The lottery corporation issued a statement Thursday that said it would pay out jackpots that were withheld between April 2009 and June 2010 worth about $450,000.
“The jackpot disentitlement rule is intended as a deterrent for those who have voluntarily self-excluded,” the statement said.
“External reviews of BCLC’s voluntary self-exclusion program, as well as feedback from program participants themselves, have highlighted the need for disincentives such as these.”
The plaintiffs asked for the policy of withholding jackpots to be thrown out entirely. Their lawyer, Paul Bennett, said he was still considering whether to appeal the judge’s conclusion that the program has been valid since June 2010.
Haghdust will now be eligible to collect the $15,000 jackpot he won before June 2010 but not a jackpot of about $20,000 he won on June 15, 2010 — less than two weeks after the cutoff set by this week’s court ruling. Lee won his $42,500 jackpot in January 2010, meaning he will be able to recover that money.
Critics of the self-exclusion program have complained that the B.C. Lottery Corp. and other provincial gambling regulators with similar programs don’t do enough to prevent banned gamblers from entering casinos.
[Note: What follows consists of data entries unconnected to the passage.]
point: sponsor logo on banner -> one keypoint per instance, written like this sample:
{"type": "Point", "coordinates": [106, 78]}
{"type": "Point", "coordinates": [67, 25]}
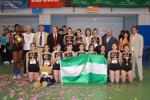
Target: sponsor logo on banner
{"type": "Point", "coordinates": [45, 4]}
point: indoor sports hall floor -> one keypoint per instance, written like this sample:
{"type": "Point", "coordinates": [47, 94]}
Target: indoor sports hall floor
{"type": "Point", "coordinates": [20, 89]}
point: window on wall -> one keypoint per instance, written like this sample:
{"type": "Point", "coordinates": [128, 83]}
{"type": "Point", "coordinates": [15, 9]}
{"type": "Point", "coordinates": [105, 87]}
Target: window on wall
{"type": "Point", "coordinates": [101, 23]}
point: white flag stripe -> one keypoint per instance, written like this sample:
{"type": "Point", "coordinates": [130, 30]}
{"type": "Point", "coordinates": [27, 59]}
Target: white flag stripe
{"type": "Point", "coordinates": [98, 68]}
{"type": "Point", "coordinates": [78, 70]}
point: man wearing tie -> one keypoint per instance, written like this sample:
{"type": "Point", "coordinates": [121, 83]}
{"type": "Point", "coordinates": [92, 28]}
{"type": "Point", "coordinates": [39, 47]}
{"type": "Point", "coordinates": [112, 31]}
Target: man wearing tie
{"type": "Point", "coordinates": [40, 38]}
{"type": "Point", "coordinates": [136, 46]}
{"type": "Point", "coordinates": [54, 39]}
{"type": "Point", "coordinates": [108, 40]}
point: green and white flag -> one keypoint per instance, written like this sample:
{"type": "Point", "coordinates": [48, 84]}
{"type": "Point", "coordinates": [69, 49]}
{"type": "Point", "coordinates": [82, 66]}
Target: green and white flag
{"type": "Point", "coordinates": [86, 68]}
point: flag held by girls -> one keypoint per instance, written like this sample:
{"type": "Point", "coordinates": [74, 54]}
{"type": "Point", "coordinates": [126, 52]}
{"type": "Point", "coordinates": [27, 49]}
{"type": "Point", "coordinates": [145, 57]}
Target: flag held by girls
{"type": "Point", "coordinates": [84, 69]}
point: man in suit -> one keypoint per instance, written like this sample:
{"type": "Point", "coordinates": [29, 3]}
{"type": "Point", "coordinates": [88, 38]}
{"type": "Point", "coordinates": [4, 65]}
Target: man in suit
{"type": "Point", "coordinates": [40, 38]}
{"type": "Point", "coordinates": [54, 39]}
{"type": "Point", "coordinates": [108, 40]}
{"type": "Point", "coordinates": [136, 46]}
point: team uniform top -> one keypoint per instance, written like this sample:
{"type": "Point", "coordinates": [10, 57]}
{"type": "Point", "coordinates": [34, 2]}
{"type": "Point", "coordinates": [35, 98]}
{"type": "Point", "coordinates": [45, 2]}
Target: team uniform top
{"type": "Point", "coordinates": [69, 39]}
{"type": "Point", "coordinates": [46, 57]}
{"type": "Point", "coordinates": [33, 61]}
{"type": "Point", "coordinates": [114, 59]}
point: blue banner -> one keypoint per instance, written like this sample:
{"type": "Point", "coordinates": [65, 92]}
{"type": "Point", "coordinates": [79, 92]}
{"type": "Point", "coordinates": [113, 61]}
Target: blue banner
{"type": "Point", "coordinates": [8, 4]}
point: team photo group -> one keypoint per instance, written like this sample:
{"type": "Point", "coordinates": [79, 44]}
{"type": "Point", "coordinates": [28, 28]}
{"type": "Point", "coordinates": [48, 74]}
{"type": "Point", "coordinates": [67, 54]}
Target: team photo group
{"type": "Point", "coordinates": [39, 49]}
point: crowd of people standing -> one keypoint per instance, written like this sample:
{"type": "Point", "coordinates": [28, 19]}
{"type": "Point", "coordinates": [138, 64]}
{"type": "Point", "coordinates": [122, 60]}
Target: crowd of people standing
{"type": "Point", "coordinates": [41, 48]}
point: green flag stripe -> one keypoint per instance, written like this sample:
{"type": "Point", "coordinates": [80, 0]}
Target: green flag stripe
{"type": "Point", "coordinates": [86, 78]}
{"type": "Point", "coordinates": [79, 60]}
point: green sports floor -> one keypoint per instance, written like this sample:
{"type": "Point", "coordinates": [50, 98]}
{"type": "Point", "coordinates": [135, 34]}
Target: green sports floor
{"type": "Point", "coordinates": [20, 89]}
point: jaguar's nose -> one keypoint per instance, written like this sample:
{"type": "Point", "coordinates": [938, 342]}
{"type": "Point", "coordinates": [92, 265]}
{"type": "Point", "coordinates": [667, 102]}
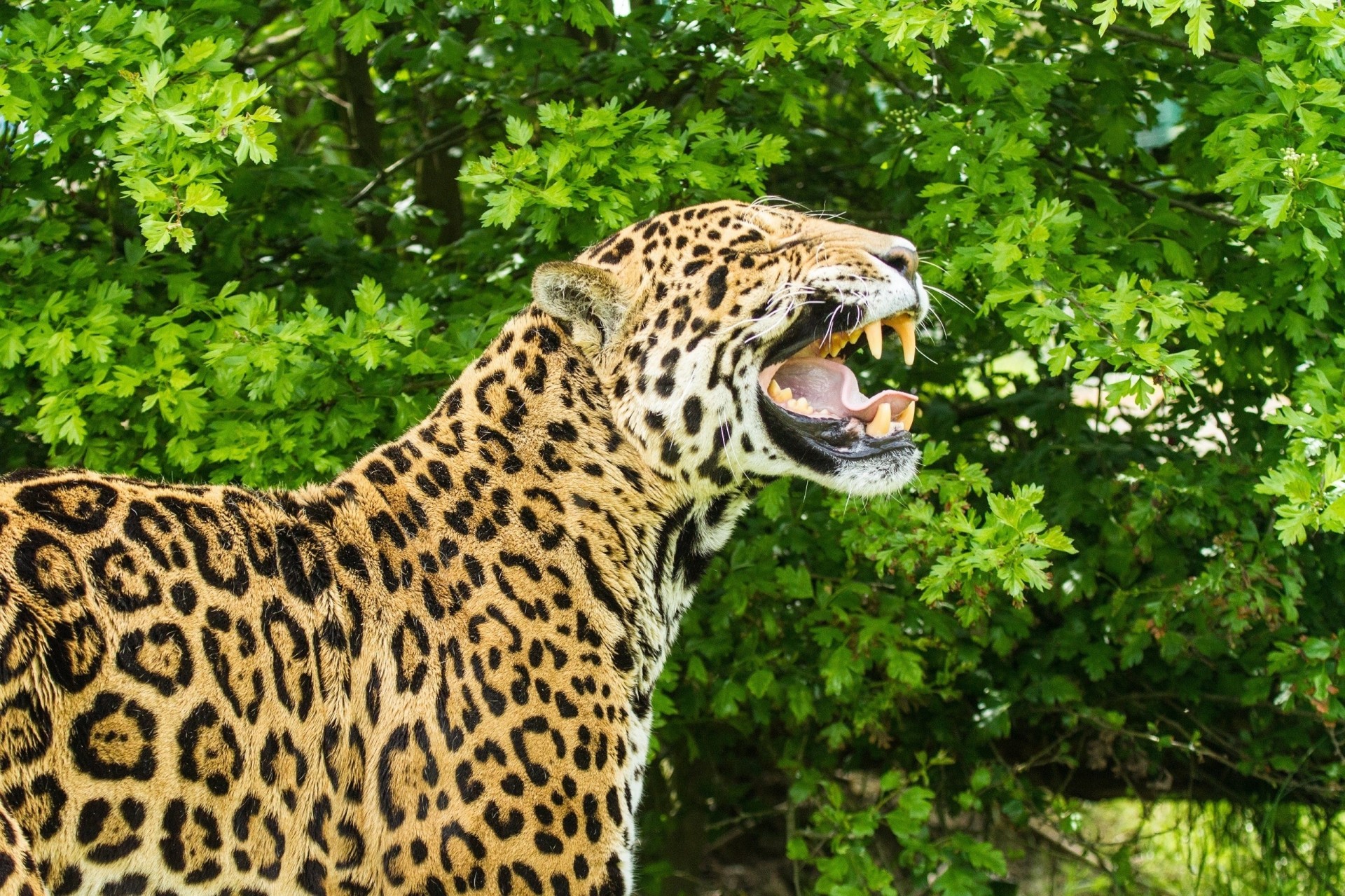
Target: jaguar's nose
{"type": "Point", "coordinates": [900, 256]}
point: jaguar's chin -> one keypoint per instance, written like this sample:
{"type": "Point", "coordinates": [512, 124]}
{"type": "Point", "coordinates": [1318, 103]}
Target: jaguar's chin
{"type": "Point", "coordinates": [815, 413]}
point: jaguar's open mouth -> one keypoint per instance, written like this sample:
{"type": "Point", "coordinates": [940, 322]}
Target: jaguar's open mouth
{"type": "Point", "coordinates": [807, 385]}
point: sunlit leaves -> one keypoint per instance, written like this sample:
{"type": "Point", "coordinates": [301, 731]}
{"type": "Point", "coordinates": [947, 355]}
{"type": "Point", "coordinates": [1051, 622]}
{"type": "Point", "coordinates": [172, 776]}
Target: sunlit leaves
{"type": "Point", "coordinates": [605, 169]}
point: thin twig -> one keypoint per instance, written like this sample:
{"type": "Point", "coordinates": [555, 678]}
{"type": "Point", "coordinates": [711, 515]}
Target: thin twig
{"type": "Point", "coordinates": [429, 146]}
{"type": "Point", "coordinates": [1219, 217]}
{"type": "Point", "coordinates": [1136, 34]}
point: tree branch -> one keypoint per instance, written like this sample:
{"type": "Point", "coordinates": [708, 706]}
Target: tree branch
{"type": "Point", "coordinates": [1149, 36]}
{"type": "Point", "coordinates": [1219, 217]}
{"type": "Point", "coordinates": [429, 146]}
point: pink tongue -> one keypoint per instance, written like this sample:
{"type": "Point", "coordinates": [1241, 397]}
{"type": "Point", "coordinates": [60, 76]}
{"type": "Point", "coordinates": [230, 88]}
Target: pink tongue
{"type": "Point", "coordinates": [829, 385]}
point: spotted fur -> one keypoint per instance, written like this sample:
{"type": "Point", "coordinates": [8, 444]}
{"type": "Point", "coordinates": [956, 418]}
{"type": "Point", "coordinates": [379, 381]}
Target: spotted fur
{"type": "Point", "coordinates": [431, 676]}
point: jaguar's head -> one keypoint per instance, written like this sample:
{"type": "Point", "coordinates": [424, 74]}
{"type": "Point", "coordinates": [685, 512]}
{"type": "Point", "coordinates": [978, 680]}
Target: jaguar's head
{"type": "Point", "coordinates": [722, 334]}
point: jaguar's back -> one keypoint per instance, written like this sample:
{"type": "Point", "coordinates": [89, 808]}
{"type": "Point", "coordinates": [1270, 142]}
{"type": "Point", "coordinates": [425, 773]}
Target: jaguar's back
{"type": "Point", "coordinates": [435, 673]}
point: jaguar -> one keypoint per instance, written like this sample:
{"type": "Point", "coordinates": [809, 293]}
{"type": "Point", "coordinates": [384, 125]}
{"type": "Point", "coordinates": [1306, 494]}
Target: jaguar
{"type": "Point", "coordinates": [434, 675]}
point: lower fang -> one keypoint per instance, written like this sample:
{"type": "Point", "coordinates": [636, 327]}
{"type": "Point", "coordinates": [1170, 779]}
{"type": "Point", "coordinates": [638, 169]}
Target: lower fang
{"type": "Point", "coordinates": [881, 422]}
{"type": "Point", "coordinates": [907, 416]}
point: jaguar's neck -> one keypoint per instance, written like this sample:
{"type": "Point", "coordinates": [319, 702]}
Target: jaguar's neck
{"type": "Point", "coordinates": [522, 485]}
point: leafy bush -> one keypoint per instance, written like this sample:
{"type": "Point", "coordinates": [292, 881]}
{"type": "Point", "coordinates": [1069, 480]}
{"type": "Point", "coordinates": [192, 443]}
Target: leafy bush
{"type": "Point", "coordinates": [241, 242]}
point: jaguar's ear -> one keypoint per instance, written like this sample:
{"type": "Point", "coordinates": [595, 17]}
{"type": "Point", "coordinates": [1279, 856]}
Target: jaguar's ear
{"type": "Point", "coordinates": [589, 299]}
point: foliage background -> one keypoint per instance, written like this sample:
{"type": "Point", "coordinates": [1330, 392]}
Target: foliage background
{"type": "Point", "coordinates": [248, 240]}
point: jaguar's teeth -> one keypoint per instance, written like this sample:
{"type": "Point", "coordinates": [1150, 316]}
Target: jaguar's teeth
{"type": "Point", "coordinates": [874, 333]}
{"type": "Point", "coordinates": [906, 327]}
{"type": "Point", "coordinates": [881, 422]}
{"type": "Point", "coordinates": [907, 418]}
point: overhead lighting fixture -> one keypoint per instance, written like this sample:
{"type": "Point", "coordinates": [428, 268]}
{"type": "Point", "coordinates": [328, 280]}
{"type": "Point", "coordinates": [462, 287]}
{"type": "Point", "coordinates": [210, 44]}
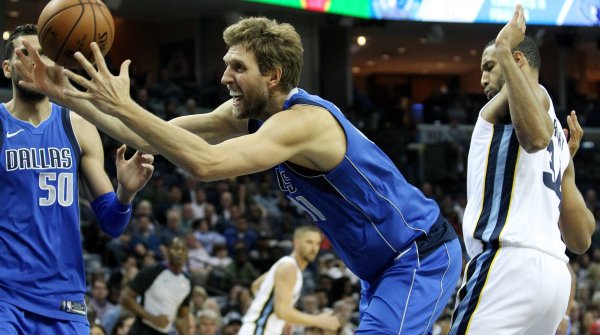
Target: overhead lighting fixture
{"type": "Point", "coordinates": [361, 40]}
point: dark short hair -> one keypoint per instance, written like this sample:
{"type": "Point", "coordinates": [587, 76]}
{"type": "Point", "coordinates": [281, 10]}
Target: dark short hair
{"type": "Point", "coordinates": [22, 30]}
{"type": "Point", "coordinates": [529, 48]}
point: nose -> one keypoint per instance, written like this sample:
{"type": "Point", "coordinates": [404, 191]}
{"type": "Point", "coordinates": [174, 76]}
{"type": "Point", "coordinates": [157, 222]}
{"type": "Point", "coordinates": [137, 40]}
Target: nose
{"type": "Point", "coordinates": [226, 78]}
{"type": "Point", "coordinates": [485, 79]}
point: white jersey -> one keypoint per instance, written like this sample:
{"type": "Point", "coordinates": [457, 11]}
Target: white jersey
{"type": "Point", "coordinates": [514, 197]}
{"type": "Point", "coordinates": [260, 317]}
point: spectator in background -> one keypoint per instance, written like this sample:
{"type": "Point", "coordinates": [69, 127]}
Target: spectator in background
{"type": "Point", "coordinates": [145, 240]}
{"type": "Point", "coordinates": [99, 299]}
{"type": "Point", "coordinates": [208, 322]}
{"type": "Point", "coordinates": [205, 235]}
{"type": "Point", "coordinates": [277, 291]}
{"type": "Point", "coordinates": [166, 293]}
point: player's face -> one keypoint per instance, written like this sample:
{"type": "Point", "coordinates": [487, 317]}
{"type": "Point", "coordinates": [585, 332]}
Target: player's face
{"type": "Point", "coordinates": [308, 245]}
{"type": "Point", "coordinates": [491, 76]}
{"type": "Point", "coordinates": [247, 86]}
{"type": "Point", "coordinates": [16, 76]}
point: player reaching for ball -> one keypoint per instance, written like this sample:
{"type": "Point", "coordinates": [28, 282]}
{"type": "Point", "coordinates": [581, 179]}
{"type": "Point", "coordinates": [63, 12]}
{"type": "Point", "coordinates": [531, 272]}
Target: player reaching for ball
{"type": "Point", "coordinates": [386, 231]}
{"type": "Point", "coordinates": [45, 148]}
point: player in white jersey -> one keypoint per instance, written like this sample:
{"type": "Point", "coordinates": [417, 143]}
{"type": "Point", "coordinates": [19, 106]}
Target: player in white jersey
{"type": "Point", "coordinates": [277, 291]}
{"type": "Point", "coordinates": [521, 198]}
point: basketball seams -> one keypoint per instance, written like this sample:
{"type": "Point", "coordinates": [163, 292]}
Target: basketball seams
{"type": "Point", "coordinates": [67, 34]}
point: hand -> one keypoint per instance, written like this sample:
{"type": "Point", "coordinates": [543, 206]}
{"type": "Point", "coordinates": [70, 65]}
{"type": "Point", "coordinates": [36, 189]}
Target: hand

They argue that because jackpots are withheld, the program is only enforced when gamblers are winning, not when they’re losing.
Earlier this year, a B.C. Supreme Court judge rejected another lawsuit related to the self-exclusion program.
Joyce May Ross sued the lottery corporation for $78,000, which is the amount she gambled away over a three year period while enrolled in the self-exclusion program.
The judge dismissed the case after concluding Ross was “the author of her own misfortune.”